Vor diesem Hintergrund erläutert Simon Johnson in einem lesenswerten Artikel (“The Debt Ceiling and Playing With Fire“) in NYTimes, was es mit der Schuldengrenze auf sich hat.

Die Entscheidungen im Hinblick auf die Ausgaben und Einnahmen erfolgen in den meisten Ländern mit einem stillschweigenden, automatischen Entscheid im Einklang damit, wie viele Schuldtitel ausgegeben werden sollen. Ausgaben abzüglich Einnahmen in einem Jahr ergeben das jährliche Defizit (flow), während die Schulden der öffentlichen Hand einen Bestand (stock) an ausstehenden Schuldtiteln darstellt.

Das Defizit ist also ein Fluss, und die Verschuldung ist ein Bestand. Man denke an eine Badewanne. Die Ausgaben sind wie das Wasser, das aus dem Wasserhahn kommt und die Einnahmen sind das Wasser, das die Wanne verlässt. Wenn es mehr Ausgaben gibt als Einnahmen, dann bleibt mehr Wasser in der Wanne. Und die Menge an Wasser ist die Verschuldung. In den USA trifft der Kongress aus historischen Gründen zwei separate Entscheidungen: die eine in Bezug auf den Fluss (Ausgaben und Einnahmen) und die andere in Bezug auf den Bestand (die sog. debt-ceiling, Schuldenobergrenze).

Aber sobald man eine Entscheidung trifft, was den Fluss in und aus der Badewanne betrifft, ist der Bestand zu einem bestimmten Zeitpunkt gegeben. Was passiert, wenn der Kongress plötzlich entscheidet, dass das Wasser in der Badewanne gedeckelt werden soll, ohne den Fluss in und out zu ändern?


Index of Economic Policy Uncertainty, Graph: Scott Baker & Nicholas Bloom, in: Economic Policy Uncertainty 

Um die Dinge kompliziert zu machen: Man beachte, dass ein Teil dieses Flusses bereits engagiert ist, in Form von Zinszahlungen für bestehende Schuldtitel, Gehälter für aktive Berufssoldaten und Sozialversicherungsleistungen usw. Man kann also nicht plötzlich mehr Einnahmen aus der Luft schaffen.

Das Hauptproblem ist, dass niemand weiss, was geschehen würde, wenn die Schuldenobergrenze geknackt wird.

Wäre die Regierung gezwungen, Zahlungsunfähigkeit (default) in Bezug auf einige Staatsanleihen zu erklären? Oder kommt es zu einer anderen Art von default, wie z.B. Zahlungseinstellung für Güter und Dienstleistungen, die bereits in Anspruch genommen worden sind? Oder gibt es ein komplettes Chaos in fiskalischen Angelegenheiten, ein Rückfall in die Mitte der 1780er Jahre?

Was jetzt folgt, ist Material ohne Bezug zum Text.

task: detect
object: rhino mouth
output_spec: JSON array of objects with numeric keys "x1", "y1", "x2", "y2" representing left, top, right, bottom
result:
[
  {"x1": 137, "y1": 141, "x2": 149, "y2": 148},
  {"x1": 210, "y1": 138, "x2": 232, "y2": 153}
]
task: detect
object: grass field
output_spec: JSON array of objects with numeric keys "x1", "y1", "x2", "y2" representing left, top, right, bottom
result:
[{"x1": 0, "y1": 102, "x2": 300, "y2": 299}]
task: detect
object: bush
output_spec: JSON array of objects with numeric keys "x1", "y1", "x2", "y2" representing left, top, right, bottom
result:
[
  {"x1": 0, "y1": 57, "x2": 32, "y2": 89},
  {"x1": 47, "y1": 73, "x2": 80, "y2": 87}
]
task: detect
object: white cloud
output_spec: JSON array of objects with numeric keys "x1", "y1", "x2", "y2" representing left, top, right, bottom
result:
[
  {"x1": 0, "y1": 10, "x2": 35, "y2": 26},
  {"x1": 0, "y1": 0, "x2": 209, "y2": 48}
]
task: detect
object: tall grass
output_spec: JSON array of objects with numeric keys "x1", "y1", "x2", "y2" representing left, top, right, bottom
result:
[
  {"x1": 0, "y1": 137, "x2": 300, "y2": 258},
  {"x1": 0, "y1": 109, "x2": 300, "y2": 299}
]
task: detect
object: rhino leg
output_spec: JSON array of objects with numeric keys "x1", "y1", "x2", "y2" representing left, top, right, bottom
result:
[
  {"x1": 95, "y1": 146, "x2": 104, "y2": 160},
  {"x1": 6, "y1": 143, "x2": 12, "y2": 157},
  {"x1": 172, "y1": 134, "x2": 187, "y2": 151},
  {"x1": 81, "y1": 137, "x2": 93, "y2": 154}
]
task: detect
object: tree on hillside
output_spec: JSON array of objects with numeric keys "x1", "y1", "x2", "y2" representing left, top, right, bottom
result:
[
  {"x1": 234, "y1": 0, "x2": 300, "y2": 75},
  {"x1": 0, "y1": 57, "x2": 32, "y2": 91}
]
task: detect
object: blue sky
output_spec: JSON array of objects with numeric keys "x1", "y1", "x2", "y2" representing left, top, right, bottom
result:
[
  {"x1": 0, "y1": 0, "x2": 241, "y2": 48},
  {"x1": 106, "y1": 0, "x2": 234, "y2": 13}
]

In der Vergangenheit war das Potential für die Verwirrung um die verbindliche Schuldenobergrenze (debt ceiling) gut verstanden. Die Schuldengrenze wurde ohne zu viel Aufregung angehoben. Und die Partei in der Opposition hat es i.d.R. nicht auf einen realen Kampf ankommen lassen, hebt Johnson hervor. Es gibt im Grunde genommen für den Kongress viele andere Möglichkeiten, Einfluss auf die Einnahmen und die Ausgaben (flow) zu nehmen, ohne eine Unordnung zu schaffen, darauf bestehend, dass der Bestand an Schulden mit früheren Verpflichtungen nicht übereinstimme.

Das hat sich jedoch im Sommer 2011 geändert, als einige Republikaner beschlossen, die Obama-Regierung zu default zu zwingen, wenn sie nicht kriegen würden, was sie wollten. Johnson hat damals vor Auswirkungen der Konfrontation im Hinblick auf die Schuldengrenze für den Staatshaushalt gewarnt, weil dadurch viel Unsicherheit ausgelöst würde, was am Schluss die Erholung der Wirtschaft bremsen würde. 

Die Unsicherheit hat weltweit zu einem Anstieg der Risikoaufschläge an den Anleihemärkten geführt und in der Euro-Krise den Druck auf die Peripherie verstärkt. Der an der MIT Sloan lehrende Wirtschaftsprofessor legt nun nahe, dass aufgrund der politischen Spiele demnächst erneut mit Unsicherheit zumindest in Höhe von Sommer 2011, wenn nicht sogar höher zu rechnen ist.